Despite the strong correlation between a man’s ability to have joint custody or visitation with his children and his willingness to make regular support payments, most legislators and judges didn’t seem to see it. Their automatic and immediate response in cases of nonpayment was to blame the male, instead of enforcing the man’s right to visit his children and encouraging father-child relationships.

By continuing to make the majority of child custody awards to women, the courts systematically disregarded the role fathers played and all but ensured that the children would have adjustment problems. Even if a man legally wins visitation rights, his ability to visit his kids isn’t guaranteed. Judges don’t often put uncooperative mothers in jail. So, fathers end up going to court repeatedly – a costly venture. Sometimes after many attempts to visit their children, some fathers withhold support payments to force what the courts will not.
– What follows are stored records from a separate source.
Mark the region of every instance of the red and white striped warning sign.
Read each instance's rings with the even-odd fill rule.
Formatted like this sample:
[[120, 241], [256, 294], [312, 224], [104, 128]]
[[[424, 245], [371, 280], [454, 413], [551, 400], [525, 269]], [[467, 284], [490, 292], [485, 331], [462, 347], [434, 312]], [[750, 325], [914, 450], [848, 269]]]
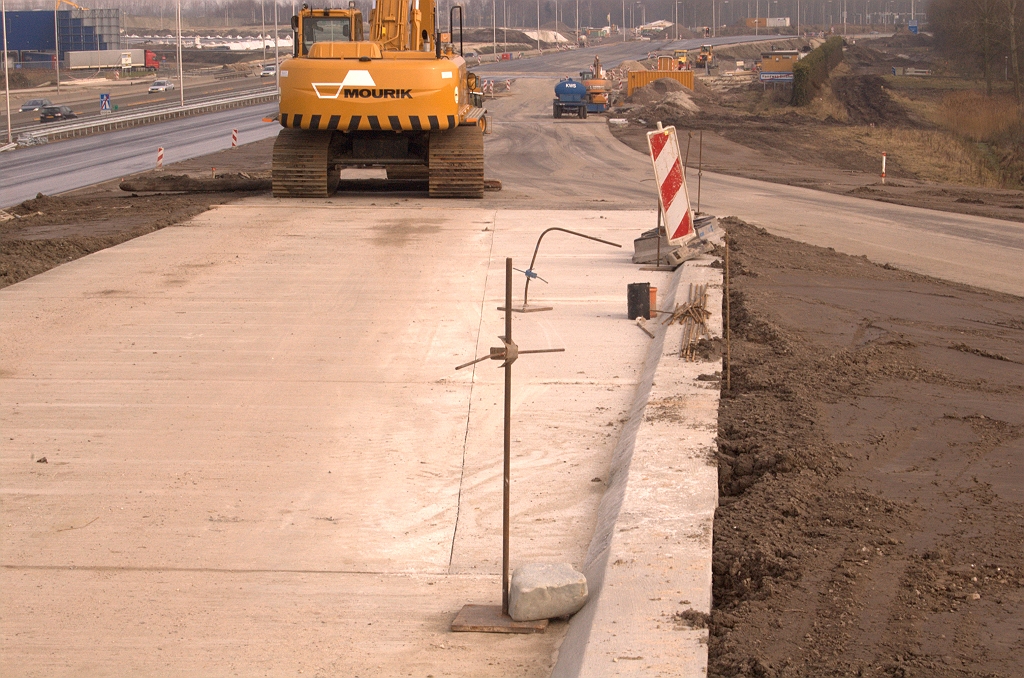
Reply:
[[668, 241], [681, 245], [694, 237], [690, 194], [686, 190], [683, 162], [675, 127], [661, 127], [647, 133], [647, 144], [654, 161], [654, 179], [658, 182], [658, 203]]
[[156, 149], [156, 166], [158, 168], [164, 166], [164, 147], [163, 146], [161, 146], [160, 148]]
[[238, 147], [238, 130], [237, 129], [233, 129], [233, 130], [231, 130], [231, 148], [237, 148], [237, 147]]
The media, charging to no one’s rescue and in search of thirty second sound bites, label such fathers as deadbeat, or worse. Hence, the widespread misconception about the true nature of what’s going on in this critical arena continues even to this day.

Abounded Influence

In his acclaimed 1990 book, Agents of Influence, author Pat Choate debunked the myth that the Japanese, as a whole, significantly contributed to the development of innovation and technology as evidenced by their annual lead in the number of U.S. patents they had filed and obtained. As Choate explained, the Japanese tilted the economic playing field, via the ruthless art of “patent flooding.”

When a U.S. firm, for example, applied for a patent representing an innovation on which the Japanese wanted to capitalize, Japanese firms issued a flurry of patent applications that surrounded the technology at hand. Thus, the original developer or inventor could not market his invention  without getting clearance from the Japanese, who could tie up an invention in the courts simply because they held nuisance patents for a component or contributing element to the major patent.

After decades of such tactics, and with China included as a leading culprit, the U.S. government still has failed to install comprehensive, necessary protections to safeguard the toil and genius of the original American patent applicant. As such, our government has unwittingly contributed to the redistribution of billions of dollars in royalties and revenues to others.